I had a house built with a “cost plus” contract. I will never do it again. Money is not the only reason. Here are two other reasons that are subtle and deadly to your budget.

Motivation.

Any homeowner is interested in building the best possible house for the least amount of money. When your builder is working for you under a cost-plus contract, he is not motivated to save you money. The opposite is true. The bigger your total project cost, the bigger his compensation.

 

 

Assumption.

This came to me as a shock after I completed the building of our new home.  I went to a Builder’s show in February 2020 and browsed books sold by the National Association of Home Builders. One of them was about contracts. So here is the quote from this book:

Cost plus contracts… are signed for one reason – the home buyer has deep pockets and is willing to pay for what he or she wants, regardless of the amount of money required.

 

The assumption of any builder you are signing the cost-plus contract with, is that you have more money than in the budget you were quoting. Way more.

 

And if you think that it was just me, a fresh immigrant who did not know what she was doping, think again.  Have you ever heard the term value-engineering?

 

Value-engineering happens on every second project in construction – when a homeowner develops the plans with the architect, gets permit, receives the quote form a builder and says: Wait a minute, it is 20% over my initial budget.
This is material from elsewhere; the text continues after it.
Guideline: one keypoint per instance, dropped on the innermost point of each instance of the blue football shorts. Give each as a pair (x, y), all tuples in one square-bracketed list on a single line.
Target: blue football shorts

How do we get it under the budget? And then the homeowner pays again – to meet the budget, while going over budget on the “soft costs” of architectural and engineering fees.

 

I am passionate about building homes for families to thrive, so I have been working hard on a solution that will help people avoid the same mistake. And so far, there is only one solution: a homeowner needs to become an expert before they start a construction, not after. Or hire an expert who is working on their side and is not motivated by the project cost increase.

 

P.S. I bought a book, I still have it, so it was not a dream.

P.S.S. When I was planning my construction project 5 years ago, I was told by everyone around me that in my neighborhood they only use cost-plus contracts. It was a blatant lie. At the time I did not know any better. Do not make the same mistake.